Lambil : derrière la tunique bleue
Par Robert Laplante
La nouvelle de l’état de santé de Raoul Cauvin,
qui se détériore, en a surpris plus d’un. Soudainement
j’ai pris conscience que celui qui m’avait tant fait rire allait bientôt nous quitter,
emportant avec lui des morceaux de ma jeunesse, quand je me jetais
littéralement sur les nouveaux albums des Tuniques bleues et de Pauvre Lampil. Mais les Tuniques bleues
ce n’est pas que Cauvin, c’est aussi le dessinateur Willy Lambillotte dit Lambil. Lambil qui a su, avec son trait efficace et
précis, traduire sur papier les idées hilarantes du scénariste aux mille
séries.
Si Cauvin
nous est un peu plus connu, grâce à la longue entrevue qu’il a donnée à Patrick
Gaumer, Lambil lui reste un peu plus mystérieux.
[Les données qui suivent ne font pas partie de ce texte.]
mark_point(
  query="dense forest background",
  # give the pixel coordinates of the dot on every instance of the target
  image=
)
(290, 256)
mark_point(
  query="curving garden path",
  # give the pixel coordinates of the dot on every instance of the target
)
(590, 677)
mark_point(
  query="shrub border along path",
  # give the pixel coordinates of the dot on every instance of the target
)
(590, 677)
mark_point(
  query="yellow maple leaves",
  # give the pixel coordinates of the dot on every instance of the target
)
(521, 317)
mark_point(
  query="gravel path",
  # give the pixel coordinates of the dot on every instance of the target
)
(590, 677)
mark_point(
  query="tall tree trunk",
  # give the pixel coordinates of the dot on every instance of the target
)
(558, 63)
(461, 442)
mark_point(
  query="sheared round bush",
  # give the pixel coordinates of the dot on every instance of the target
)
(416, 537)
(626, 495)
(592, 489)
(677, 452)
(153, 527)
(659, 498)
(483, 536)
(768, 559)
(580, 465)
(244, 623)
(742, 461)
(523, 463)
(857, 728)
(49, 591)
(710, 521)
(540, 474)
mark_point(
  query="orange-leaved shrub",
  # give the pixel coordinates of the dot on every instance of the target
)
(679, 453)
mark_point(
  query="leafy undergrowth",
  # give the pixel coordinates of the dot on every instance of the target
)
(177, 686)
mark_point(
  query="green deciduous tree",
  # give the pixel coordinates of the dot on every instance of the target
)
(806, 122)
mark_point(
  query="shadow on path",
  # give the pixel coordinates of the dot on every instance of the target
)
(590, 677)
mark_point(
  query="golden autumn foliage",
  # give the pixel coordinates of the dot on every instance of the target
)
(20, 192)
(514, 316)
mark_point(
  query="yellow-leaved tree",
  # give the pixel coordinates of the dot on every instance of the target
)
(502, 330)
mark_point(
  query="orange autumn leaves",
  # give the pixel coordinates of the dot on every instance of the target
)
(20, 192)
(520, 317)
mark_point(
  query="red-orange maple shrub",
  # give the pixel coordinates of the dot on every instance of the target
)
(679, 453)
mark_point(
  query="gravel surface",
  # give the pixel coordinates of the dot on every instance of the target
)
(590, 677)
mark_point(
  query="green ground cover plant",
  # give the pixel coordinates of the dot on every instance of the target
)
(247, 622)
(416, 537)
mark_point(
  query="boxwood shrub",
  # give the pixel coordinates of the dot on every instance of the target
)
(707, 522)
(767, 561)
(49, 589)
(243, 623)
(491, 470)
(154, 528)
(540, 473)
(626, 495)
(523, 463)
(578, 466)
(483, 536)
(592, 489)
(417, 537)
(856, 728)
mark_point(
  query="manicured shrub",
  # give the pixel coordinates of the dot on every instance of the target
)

On l’imagine angoissé,
grognon, rancunier, impulsif, pessimiste et cynique, exactement comme Cauvin
l’a peint dans les irrésistibles gags de Pauvre Lampil.
Mais
peut-être que Lambil et Cauvin, tout comme Victor Frankenstein, ont créé une
créature qu’ils n’ont pas pu contrôler. Peut-être que Lambil n’est pas du tout
à l’image de cette caricature sympathique, mais réductrice. C’est bien possible
puisque le dessinateur s’est peu livré aux journalistes.
C’est peut-être
pour remédier à cette méconnaissance que Christelle et Bertrand
Pissavy-Yvernault ont rédigé Lambil, une vie avec les Tuniques bleues,
un long entretien avec le célèbre dessinateur qui vient de fêter ses 85 ans. De
2016 à 2019 les deux auteurs, à qui on doit, entre autres, de fabuleux bouquins
sur l’histoire du beau Journal de Spirou et une passionnante entrevue-fleuve
avec l’incontournable Yvan Delporte, l’ont rencontré pour parler de son
parcours, de son œuvre, de ses influences et sur la bande dessinée en général.
Parce qu’il
faut le reconnaitre, Lambil a une personnalité et un parcours d’une richesse
incroyable. Un parcours et une richesse que les deux auteurs mettent en
évidence grâce à leurs intéressantes questions et à leur montage rythmé qui
nous donne l’impression d’assister à leurs rencontres. En parcourant goulument les
pages du livre, j’avais l’impression que le tandem posait précisément les
questions que je voulais lui poser lorsque je l’ai interviewé il y a plusieurs
années dans une librairie montréalaise.
Avec une
franchise désarmante, le bédéiste accepte de se prêter au jeu de la confidence
et de se livrer, mais avec sa retenue légendaire, sur tout. Même sur son long,
très long, trop long froid avec Cauvin, même sur les effets dévastateurs que
cela a eu sa confiance : Pauvre Lampil. N’oublions pas que nombre de
lecteurs, dont moi, ont fini par l’assimiler à son alter ego de papier.
Longtemps
snobé par une certaine élite « bédéesque et bédéphile », Lambil est maintenant
célébré par des dessinateurs provenant de différents horizons et de différentes
écoles, Larcenet, Schwartz, Bodart et Blutch ont tous souligné l’importance de
ce maitre de la bande dessinée populaire présent dans les pages de Spirou depuis
les années 50.
Avec le
résultat que le Lambil qui apparait devant nous est différent de celui qu’on
avait imaginé, à la fois proche et loin de cette caricature « cauvinienne ». Il
en ressort un dessinateur complexe, « orgueilleux et humble, paranoïaque et détaché,
volontaire et miné par le doute quant à ses capacités, ironique et naïf »
comme l’écrit si bien le bédéiste Blutch qui signe la préface.
Un
incontournable qu’on peut et qu’on doit lire en même temps que le Cauvin de
Patrick Gaumer.
Christelle et Bertrand
Pissavy-Yvernault, Lambil une vie avec les Tuniques bleues, Dupuis.